History of Advertising: Ancient History, Middle Ages and the Early Days

About the history of advertising, the early days including ancient Rome and Greece, the middle ages and the 1600s.

EARLY DAYS OF ADVERTISING

The 1st ads were vocal; i.e. street cries used by peddlers hawking their wares. Greeks advertised by shouting announcements of the sale of cattle and slaves. Printed advertisements also developed early. A 3,000-year-old ad from Thebes calls for the recovery of a slave: "... For his return to the shop of Hapu the Weaver, where the best cloth is woven to your desires, a whole gold coin is offered...."

In Rome, signs were pasted up proclaiming circuses and gladiator matches. Examples of poster advertising have also been found in Pompeii and Carthage.

In the Middle Ages, handbills and tacked-up notices invaded the advertising field, and they usually consisted of drawings as well as copy because few people could read. The signs advertised the goods of individual merchants. Street barkers were posted outside of shops. In Shakespeare's A Winter's Tale, Autolycus sings: "Come, buy of me; come buy, come buy, buy, lads, or else your lasses cry."

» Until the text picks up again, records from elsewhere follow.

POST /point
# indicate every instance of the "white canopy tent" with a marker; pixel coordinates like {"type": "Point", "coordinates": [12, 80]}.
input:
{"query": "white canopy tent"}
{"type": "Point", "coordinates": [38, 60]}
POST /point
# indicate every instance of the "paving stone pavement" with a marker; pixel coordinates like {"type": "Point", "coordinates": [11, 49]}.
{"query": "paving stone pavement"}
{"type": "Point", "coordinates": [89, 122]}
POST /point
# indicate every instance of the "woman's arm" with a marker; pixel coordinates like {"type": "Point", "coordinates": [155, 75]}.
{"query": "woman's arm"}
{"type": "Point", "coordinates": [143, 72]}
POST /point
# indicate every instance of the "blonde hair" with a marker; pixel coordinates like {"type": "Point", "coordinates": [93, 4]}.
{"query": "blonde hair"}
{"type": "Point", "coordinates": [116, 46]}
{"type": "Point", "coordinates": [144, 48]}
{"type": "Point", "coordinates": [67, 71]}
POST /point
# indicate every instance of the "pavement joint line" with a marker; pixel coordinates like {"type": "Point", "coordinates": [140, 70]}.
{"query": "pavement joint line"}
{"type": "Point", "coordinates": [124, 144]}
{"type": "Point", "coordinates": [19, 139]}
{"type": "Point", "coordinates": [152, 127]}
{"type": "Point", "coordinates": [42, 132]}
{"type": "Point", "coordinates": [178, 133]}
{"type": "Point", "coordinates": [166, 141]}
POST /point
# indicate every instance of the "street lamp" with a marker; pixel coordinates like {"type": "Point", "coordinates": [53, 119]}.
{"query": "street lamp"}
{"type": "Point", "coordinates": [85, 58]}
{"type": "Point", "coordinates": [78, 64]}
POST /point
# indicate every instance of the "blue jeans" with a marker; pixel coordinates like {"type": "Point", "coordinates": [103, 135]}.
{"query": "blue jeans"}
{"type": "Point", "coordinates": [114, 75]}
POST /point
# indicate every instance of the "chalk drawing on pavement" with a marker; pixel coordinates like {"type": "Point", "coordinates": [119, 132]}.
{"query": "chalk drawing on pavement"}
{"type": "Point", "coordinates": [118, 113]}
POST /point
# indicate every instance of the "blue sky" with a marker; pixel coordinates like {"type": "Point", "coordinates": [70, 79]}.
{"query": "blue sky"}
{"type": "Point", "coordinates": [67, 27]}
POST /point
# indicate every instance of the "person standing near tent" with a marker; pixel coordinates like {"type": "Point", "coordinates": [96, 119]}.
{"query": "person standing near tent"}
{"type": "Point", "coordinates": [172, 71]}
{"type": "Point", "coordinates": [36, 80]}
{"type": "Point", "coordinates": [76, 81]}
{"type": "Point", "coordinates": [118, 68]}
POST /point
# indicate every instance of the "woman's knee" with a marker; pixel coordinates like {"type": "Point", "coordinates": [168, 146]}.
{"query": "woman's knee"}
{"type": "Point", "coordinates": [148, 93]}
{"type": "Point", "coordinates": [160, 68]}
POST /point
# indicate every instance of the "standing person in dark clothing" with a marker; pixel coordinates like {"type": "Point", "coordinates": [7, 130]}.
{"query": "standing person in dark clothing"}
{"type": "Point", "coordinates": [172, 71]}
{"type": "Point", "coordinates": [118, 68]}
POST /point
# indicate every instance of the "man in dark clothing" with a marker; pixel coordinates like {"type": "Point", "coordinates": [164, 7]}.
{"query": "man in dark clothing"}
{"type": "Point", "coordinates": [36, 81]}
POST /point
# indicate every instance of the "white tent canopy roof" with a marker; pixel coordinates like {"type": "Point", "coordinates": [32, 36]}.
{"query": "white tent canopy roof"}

The 1st newspaper appeared in England, The Weekly Newes, in 1622. The 1st advertisement in a newspaper is said by historian Henry Sampson to have been an ad for the return of a stolen horse.

In 1630, a Paris doctor opened a shop where you could post an ad for 3 sous; by the mid-1600s many such offices existed. This was the beginning of the centralization of advertising. These shops did not write ads or move ads out into external media like the modern advertising agency.

An ad appeared in a newspaper for Robert Turner's Dentifrice in 1661--brand names were coming into use.

During 1665, a bad year due to the plague, newspapers carried ads for preventatives and cures--Anti-Pestilential Pills, Incomparable Drink Against the Plague, The Only True Plague Water, Infallible Preventive Pills Against the Plague, and Sovereign Cordials Against the Corruption of the Air.

The London Gazette announced, in 1666, that it was going to print advertisements. Newspaper ads became the rage. By 1682, shopping guides were being published which consisted entirely of ads. In the 1700s, England was glutted with pasted-up notices and posters. London became jammed with large advertising signs announcing merchants' places of business. The signs became so numerous that Charles II proclaimed, "No signs shall be hung across the streets shutting out the air and the light of the heavens."